# quod erat demonstrandum : 9 + 3 = 9



## Gerd (Jan 7, 2008)

Hello railroaders,


yesterday, I got the chance to prove that 9 + 3 will be 9 (in some cases) !!!


Some of my first logging railroad cars in 2"-scale have been a short logging caboose (#9) and a tool car (#3), each build on top of a heavy duty single truck. Meanwhile, I doesn'z like the caboose anymore and the toolcar was build "very strong" and looked more than a toy as a model.



















First I removed the trucks on this cars and mounted them to the coach, as the larger trucks are looking much better on this car. Next I build a new 18' car frame and placed the hood of old caboose #9 and most of the tool car stuff on top to create a new workcaboose. This time, I removed all electric equipment from the toolcar as my logging railroad will be placed in the era 1900 to 1910.


Here are two preview pictures of the work in progress. This evening I'll final mount the trucks as I missed the right hardware for this job.






















I hope you enjoy my work.


Gerd


----------



## Don Gage (Jan 4, 2008)

Nice models Gerd, 
Thanks for sharing, 
Don


----------



## Richard Smith (Jan 2, 2008)

Nice work Gerd! You've captured that backwoods logging RR look very well.


----------



## Les (Feb 11, 2008)

That's an interesting project you've got going. 2" scale? Wow. Thanks for posting the pixes.

Les


----------



## Gerd (Jan 7, 2008)

Hello, 

meanwhile I mounted the trucks on the work caboose and made some outdoor photos. 









http://www.gerds-modellbahn.de/BCRR/Fahrzeuge/Workcaboose/Workcaboose_e.htm

To complete my new MOW train I started a new crwe car yesterday. It's also build in typical logging railroad practice - a bunkhouse riding on disconnects. I just used a pair of my disconencts and build a bunk house from plywood, covered with boards. I'll finish the car this evening. 









http://www.gerds-modellbahn.de/BCRR/Fahrzeuge/Crewcar/Crew_e.htm

The MOW train will be first in service this weekend on our club meet. 

Cheers, Gerd


----------



## chuckger (Jan 2, 2008)

Hi Gerd,

Nice work on the bunk house car. I also like the way your caboose and tool car turned out. At the rate your going you'll have a whole train finished by the weekend.

Chuck


----------



## Les (Feb 11, 2008)

Gerd,

Very good work caboose.

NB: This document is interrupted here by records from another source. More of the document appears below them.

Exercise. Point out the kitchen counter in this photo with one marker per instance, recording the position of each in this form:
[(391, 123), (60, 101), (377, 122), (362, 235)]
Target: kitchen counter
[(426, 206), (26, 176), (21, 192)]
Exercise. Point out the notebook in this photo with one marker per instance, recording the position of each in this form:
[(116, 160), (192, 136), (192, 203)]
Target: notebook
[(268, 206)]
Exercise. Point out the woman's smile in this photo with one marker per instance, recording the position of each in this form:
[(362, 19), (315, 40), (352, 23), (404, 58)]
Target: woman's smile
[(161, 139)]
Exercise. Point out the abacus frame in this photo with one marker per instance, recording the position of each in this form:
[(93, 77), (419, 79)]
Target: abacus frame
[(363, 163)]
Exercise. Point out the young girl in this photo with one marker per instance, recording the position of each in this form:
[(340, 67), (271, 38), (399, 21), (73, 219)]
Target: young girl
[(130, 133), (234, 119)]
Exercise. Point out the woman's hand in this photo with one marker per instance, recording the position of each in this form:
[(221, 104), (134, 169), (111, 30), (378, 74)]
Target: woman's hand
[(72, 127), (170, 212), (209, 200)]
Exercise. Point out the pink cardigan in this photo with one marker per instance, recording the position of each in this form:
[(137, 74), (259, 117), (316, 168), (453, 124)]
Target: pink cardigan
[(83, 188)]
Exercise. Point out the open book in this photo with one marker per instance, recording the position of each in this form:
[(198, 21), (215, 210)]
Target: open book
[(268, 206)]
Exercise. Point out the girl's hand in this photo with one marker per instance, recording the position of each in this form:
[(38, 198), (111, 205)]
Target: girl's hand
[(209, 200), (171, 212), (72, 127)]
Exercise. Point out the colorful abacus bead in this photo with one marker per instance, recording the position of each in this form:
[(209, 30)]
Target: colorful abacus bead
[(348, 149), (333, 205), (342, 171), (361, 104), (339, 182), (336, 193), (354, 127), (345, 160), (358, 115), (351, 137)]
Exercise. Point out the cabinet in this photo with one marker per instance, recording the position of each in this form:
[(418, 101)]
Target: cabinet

Thanks for the pics.

Les


----------



## Gerd (Jan 7, 2008)

Good morning,


my work train has been finished just in time on late Friday evening. So I ran the whole train on out club layout this weekend. Here are some photos.


The work train










The new crew car










Taking coal and water at Woodsend station










Ready to leave Woodsend station










Heading for Hill Junction










Yardswitching at Woodsend station




















A club member presented his Shay steam engine, built from loco gear castings. My "little" Shay is sitting in the background. The steam engine weights more as my loco frame and runs very fine on air.










German type freight train with double header in 1" scale.










I hope you enjoy the pics.
In two month, we'll celebrate a "US Train Meet" on your club layout. I was asked, if it's possible to see my Shay running on this event. Well it's neraly impossible, but I'll try to get my steam engine build in this time to run the loco with air... 8 weeks to go without plans, parts and material. That's a real challenge and I'll try it.


Cheers, Gerd


----------



## chuckger (Jan 2, 2008)

Gerd,

Thanks for posting the photos. Your work train looks very good. In the last photo, what kind of cars are the two red cars? They look like some type of special tank car.

Chuck


----------



## Gerd (Jan 7, 2008)

Hi Chuck, 

that are hoppers and no tank cars. The manufacturer "Talbot" designed this hoppers for direct discharge into trucks, but only a hand full of them was ever build. 

Some more model and prototype photos can be seen on this website (scroll down for the pics) => 
http://www.lok-waggonbau.de/index.php?article_id=81 

Cheers, Gerd


----------



## rkapuaala (Jan 3, 2008)

WoW! Great detail


----------



## Dave Meashey (Jan 2, 2008)

Gerd;

Thank you for sharing the photos of your wonderful models. You do amazing work.

Now this is my own warped sense of humor, but I would really like to know how you were able to fit that *man* into the diamond stack of your locomotive in the photo titled "Ready to leave Woodsend station"?







(Yes, I know it is really a photo perspective illusion, but it managed to tickle my funny bone! He does appear to be emerging from the locomotive's stack.)

Best Wishes,
David Meashey


----------



## Gerd (Jan 7, 2008)

Dear David,
well, I was often asked about the guy in the stack. So I'll explain it here too. This was done by intention because this way it's easy to remove him by photo editing.

Bye, Gerd


----------